The NCAA Men’s Basketball Tournament kicks off Friday afternoon, and lots of small schools will be hoping to pull off an upset and become a Cinderella story. But for one D.C. hoops player, it’s the coronavirus pandemic that has him once again waiting another year to try on a slipper.
After a high school basketball career filled with accolades at Sidwell Friends, Jelani Williams went to the University of Pennsylvania hoping for both academic challenges in the Ivy League and athletic challenges playing hoops for one of the Ivy League’s top basketball programs.
His freshman year, the Quakers won the Ivy League and went to the NCAA Tournament. Williams didn’t play at all that year though, after he had surgery on a torn ACL. The two years after that, Williams sat out again because of more knee surgeries.
Last summer, he was finally medically cleared to return to competitive basketball. The clearance came in the middle of the pandemic.
Months later, the Ivy League announced it wasn’t going to play this year. It’s the only league that sat out.
With many in his incoming class ready to graduate, Williams still hasn’t played a single minute of college basketball.
“I haven’t been able to play yet, I’ve had three consecutive ACL surgeries,” Williams said.

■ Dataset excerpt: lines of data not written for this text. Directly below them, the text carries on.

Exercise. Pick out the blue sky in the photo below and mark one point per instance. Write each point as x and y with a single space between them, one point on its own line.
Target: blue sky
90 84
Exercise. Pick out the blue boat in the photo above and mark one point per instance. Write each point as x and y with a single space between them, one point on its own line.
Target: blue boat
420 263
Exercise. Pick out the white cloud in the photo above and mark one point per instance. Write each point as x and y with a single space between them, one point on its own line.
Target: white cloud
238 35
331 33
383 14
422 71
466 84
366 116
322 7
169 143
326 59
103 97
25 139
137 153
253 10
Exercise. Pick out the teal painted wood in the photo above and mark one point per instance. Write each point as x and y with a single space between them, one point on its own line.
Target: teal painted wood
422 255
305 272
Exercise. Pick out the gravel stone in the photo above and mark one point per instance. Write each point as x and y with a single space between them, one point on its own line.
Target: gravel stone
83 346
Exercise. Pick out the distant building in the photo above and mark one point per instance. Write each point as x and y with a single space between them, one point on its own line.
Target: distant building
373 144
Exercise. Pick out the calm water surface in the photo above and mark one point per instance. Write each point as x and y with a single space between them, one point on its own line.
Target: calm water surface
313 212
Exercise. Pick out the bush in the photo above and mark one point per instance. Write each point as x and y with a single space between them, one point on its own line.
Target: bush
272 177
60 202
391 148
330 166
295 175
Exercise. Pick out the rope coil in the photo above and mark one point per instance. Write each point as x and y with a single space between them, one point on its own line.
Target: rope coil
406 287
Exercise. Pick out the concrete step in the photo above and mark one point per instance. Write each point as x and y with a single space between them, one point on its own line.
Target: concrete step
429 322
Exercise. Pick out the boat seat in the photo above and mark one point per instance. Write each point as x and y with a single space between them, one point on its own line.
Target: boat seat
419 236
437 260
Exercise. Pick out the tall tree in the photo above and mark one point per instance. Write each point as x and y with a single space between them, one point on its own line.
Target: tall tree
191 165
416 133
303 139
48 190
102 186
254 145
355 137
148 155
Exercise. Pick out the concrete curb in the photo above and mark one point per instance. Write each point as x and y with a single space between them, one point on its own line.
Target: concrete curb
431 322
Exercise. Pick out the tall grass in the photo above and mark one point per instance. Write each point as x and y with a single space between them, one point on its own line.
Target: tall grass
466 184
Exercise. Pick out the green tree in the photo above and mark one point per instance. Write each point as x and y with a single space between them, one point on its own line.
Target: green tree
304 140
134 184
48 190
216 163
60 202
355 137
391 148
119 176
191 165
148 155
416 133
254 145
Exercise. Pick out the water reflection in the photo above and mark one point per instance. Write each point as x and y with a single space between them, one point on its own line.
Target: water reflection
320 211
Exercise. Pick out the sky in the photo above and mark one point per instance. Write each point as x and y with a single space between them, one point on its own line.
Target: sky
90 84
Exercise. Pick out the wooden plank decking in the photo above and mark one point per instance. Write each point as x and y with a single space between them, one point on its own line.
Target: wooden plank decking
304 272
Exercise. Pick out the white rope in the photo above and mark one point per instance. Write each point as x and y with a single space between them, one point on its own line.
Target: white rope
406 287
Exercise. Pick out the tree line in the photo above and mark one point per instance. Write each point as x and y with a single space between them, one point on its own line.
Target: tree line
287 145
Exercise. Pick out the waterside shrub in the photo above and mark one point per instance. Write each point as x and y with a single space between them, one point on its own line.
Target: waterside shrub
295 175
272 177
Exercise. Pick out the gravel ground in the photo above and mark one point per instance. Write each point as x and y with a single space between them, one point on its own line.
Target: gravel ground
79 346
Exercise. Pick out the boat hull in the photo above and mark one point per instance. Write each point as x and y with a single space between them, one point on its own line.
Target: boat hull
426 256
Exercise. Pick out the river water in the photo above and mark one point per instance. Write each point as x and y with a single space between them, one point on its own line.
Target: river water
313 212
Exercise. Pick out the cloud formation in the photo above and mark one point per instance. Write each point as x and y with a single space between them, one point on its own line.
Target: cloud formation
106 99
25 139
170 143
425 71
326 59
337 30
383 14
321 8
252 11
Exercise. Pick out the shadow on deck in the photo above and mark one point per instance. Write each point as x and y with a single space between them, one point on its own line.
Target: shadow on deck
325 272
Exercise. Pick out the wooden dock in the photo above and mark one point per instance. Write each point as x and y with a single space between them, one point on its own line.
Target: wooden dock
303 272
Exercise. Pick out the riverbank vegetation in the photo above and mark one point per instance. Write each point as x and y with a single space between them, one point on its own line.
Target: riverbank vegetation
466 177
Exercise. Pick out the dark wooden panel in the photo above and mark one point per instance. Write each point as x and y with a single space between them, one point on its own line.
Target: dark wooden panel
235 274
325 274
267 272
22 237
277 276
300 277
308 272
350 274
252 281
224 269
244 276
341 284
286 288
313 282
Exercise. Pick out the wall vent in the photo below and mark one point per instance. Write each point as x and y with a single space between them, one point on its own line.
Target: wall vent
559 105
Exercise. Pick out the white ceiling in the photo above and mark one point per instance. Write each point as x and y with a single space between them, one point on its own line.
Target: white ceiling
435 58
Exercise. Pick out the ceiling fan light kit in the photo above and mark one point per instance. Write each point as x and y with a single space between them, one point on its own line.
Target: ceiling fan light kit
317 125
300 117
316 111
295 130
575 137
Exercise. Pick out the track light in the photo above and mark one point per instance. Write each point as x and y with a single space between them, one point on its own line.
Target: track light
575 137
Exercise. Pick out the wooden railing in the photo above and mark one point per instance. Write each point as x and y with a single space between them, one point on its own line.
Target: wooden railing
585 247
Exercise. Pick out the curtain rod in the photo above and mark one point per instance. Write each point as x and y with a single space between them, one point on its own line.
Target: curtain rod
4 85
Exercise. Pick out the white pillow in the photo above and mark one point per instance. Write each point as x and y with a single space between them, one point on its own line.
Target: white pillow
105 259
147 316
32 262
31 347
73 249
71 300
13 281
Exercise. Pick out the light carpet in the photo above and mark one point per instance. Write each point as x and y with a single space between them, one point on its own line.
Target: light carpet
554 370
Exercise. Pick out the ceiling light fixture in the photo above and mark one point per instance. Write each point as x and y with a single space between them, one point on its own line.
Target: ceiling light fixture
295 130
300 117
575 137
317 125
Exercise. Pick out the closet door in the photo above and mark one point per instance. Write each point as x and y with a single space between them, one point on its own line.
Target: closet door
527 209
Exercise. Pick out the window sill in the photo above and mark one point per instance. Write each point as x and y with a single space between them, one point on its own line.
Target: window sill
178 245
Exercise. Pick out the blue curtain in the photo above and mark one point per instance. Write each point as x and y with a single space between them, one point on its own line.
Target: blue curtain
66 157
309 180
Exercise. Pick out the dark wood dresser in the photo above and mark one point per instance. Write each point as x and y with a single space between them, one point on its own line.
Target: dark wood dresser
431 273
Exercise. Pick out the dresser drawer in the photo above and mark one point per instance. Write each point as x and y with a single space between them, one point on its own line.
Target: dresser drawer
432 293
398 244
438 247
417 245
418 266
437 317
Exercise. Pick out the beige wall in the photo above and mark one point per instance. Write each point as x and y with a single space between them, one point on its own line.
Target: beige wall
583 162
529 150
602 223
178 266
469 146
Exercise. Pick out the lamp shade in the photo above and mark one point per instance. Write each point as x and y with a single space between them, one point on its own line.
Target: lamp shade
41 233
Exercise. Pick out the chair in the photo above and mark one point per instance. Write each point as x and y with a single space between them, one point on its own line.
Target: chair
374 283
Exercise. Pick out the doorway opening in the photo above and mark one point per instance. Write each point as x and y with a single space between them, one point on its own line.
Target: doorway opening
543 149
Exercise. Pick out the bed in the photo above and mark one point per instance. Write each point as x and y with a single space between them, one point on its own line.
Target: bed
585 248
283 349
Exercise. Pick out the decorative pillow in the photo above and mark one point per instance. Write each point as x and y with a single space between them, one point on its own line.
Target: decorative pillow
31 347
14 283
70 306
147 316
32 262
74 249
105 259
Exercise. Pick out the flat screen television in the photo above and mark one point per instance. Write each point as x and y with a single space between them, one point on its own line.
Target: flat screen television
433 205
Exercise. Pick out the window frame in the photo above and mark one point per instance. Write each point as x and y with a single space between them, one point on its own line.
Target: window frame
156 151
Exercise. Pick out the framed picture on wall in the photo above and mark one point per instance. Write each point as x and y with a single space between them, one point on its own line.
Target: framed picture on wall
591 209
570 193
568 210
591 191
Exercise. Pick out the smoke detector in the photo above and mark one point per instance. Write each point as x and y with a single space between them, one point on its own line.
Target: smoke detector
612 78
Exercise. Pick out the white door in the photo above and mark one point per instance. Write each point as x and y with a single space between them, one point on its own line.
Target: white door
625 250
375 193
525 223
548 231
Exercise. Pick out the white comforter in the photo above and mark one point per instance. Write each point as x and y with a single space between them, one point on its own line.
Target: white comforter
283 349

“I missed my first three years, rehabbed to get back this year and the Ivy League was the only league — I believe still the only league that canceled the winter and spring sports at this point.”
When dozens of other schools tipoff their postseason today and tomorrow, the smaller ones will be hoping to become this year’s “Cinderella,” the underdog that knocks off a higher seeded program.
Williams remembers the excitement of vying for that status as one of the top 64 teams playing in 2018. “That was a great experience just for me being able to see and kind of get a taste,” Williams said.
“It gave us a point to work towards for the next three years. We were the 16th seed slated against Kansas in the first round. We played them in Kansas so we had their whole crowd out. It was just a great experience to be able to see other teams in one place and play some high level basketball. For me watching high level basketball, being part of that atmosphere, definitely something I want to get back to my last year here.”
Williams and other players returning to Penn’s basketball team next year have been working out and practicing, all while watching other teams play in the tournament they all hope to play in too.
In fact, one of the schools playing in the tournament is Drexel University — whose campus is only a few blocks away from Penn’s.
“That part of it is definitely frustrating,” he said.
“March is a great memory, a great time. Being able to see those guys, being able to experience that and going to the tournament is exciting for them, but it sucks for us because we felt like not only last year but this year as well we had an opportunity to make the tournament so that part is frustrating.”
Typically the Ivy League doesn’t allow for fifth year seniors to play, but because Williams sat out a semester during his junior year, he will retain eligibility to play again next season.
“Knock on wood I stay healthy and everything goes as planned and we have a normal season, I’ll be able to play one more year here, hopefully make a run in the tournament,” he said.
And if all that goes according to plan, he said he hopes to continue his career for one more season beyond that as what’s called a “graduate transfer,” allowing him to use a fifth season of eligibility at a school while working on an advanced degree.
So while everyone else will be watching games and studying brackets, any of these NCAA tournament games being played this weekend will be about scouting for next season. After all, he’s made it so close to getting back on the court that he isn’t willing to give up just yet.
Watching the games today, “it’ll be more about trying to maybe look ahead to some of the teams we might get to play against next year,” Williams said.
“Look at different ways that college basketball teams are playing. See how we would shake up with those matchups, so it’s more like looking at it from the perspective of a competitor rather than a fan.”
And if all goes the way he hopes, next year he will be the one that everyone else is watching try to put Cinderella’s glass slipper on his foot.